Andererseits war der Verrat nötig, um den weiteren Verlauf der Geschichte zu garantieren. Denn wenn Jesus nicht verraten und verhaftet worden wäre, dann wäre er nicht verurteilt und am Kreuz hingerichtet worden. So das Gedankenspiel. Dann gäbe es womöglich kein Christentum. Und keine Kirchen, in denen Menschen zum Kreuz beten, dem Symbol von Christi Leiden und den Glauben an die Auferstehung.

Über die Figur Judas haben viele nachgedacht. Die flämische Autorin Lot Vekemans hat es auf das menschliche Maß heruntergebrochen. In ihrem Monolog begegnet uns nicht das Verrätermonstrum, sondern der enttäuschte Anhänger eines Anführers, der das Zeug zum König der Juden hatte. Aber am Ende, beim letzten Weg nach Jerusalem, immer verzagter und kleinlauter wurde. „Warum hat er sich nicht gewehrt?“

Judas hadert mit dem Verlauf der Geschichte. Und er nimmt die Schuld auf sich, begeht in diesem Theaterstück Selbstmord.

Das Stadttheater hat sich in dieser Spielzeit das Motto THEATER TRIFFT STADT gegeben, was bedeutet, es wird an anderen Orten gespielt. Die evangelische Pankratiuskapelle hat sich längst zum beliebten Veranstaltungsort entwickelt, es bot sich an, ein Stück zum christlichen Glauben hier aufzuführen.

Regie führt der Schauspieler und Musiker Christian Lugerth, Darsteller ist Pascal Thomas, der in Christian Keul an der Orgel einen Anspielpartner hat.

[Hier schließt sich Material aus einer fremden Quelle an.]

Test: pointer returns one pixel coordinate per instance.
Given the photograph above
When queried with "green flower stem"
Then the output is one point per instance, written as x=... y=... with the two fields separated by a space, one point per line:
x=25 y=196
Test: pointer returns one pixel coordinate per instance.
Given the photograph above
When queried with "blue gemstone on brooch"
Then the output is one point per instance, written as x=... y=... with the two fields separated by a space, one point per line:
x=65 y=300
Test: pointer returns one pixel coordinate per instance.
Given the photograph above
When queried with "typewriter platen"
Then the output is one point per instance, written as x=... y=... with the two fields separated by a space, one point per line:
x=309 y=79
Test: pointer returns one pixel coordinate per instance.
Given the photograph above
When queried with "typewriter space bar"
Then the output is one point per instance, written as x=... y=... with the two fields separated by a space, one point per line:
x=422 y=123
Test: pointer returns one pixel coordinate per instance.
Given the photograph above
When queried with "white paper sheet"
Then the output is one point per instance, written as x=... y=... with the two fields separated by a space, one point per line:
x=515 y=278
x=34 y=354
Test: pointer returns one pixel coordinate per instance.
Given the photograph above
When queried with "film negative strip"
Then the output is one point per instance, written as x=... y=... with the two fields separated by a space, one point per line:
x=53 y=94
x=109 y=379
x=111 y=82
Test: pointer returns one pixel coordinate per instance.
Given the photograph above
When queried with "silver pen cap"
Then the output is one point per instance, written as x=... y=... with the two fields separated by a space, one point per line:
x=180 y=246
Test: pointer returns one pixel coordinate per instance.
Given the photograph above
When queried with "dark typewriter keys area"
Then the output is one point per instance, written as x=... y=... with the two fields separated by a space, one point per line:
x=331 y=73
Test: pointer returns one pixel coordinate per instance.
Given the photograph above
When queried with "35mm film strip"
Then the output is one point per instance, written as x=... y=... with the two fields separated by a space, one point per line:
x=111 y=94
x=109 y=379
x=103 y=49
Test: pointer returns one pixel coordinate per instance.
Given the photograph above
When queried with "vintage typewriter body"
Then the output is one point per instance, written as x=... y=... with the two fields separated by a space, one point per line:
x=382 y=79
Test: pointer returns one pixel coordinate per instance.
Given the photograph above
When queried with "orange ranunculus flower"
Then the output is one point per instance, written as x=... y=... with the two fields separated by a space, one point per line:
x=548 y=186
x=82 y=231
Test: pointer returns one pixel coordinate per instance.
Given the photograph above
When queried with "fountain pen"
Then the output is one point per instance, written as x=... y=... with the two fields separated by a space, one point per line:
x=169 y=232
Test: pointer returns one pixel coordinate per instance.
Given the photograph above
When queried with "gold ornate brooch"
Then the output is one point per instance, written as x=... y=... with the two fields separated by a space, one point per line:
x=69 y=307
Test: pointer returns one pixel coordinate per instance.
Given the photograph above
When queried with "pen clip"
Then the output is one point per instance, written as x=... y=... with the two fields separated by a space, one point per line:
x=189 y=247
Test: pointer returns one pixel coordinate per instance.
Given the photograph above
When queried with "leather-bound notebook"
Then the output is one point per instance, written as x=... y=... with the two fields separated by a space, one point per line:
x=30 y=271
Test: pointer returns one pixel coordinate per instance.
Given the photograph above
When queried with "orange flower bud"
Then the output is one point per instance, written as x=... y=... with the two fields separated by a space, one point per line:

Die meiste Zeit über ist der Kirchenraum erhellt, nur in besonderen Momenten wird mit fokussierendem Licht inszeniert, etwa auf der Empore beim Segengestus oder vor dem Altar mit Handscheinwerfer unterm kapuzenbedeckten Gesicht.

55 Minuten Konzentration auf einen komplexen Text, den Thomas mit großer Natürlichkeit spielt, dabei immer wieder die Zuschauer direkt anschaut und einbezieht. Wer war hier unehrlich und hat seinen Eintritt nicht bezahlt? Freiwillig meldet sich niemand.

Das Premierenpublikum applaudierte begeistert und diskutierte im Anschluss heftig weiter. So soll Theater sein: Denkanstöße geben.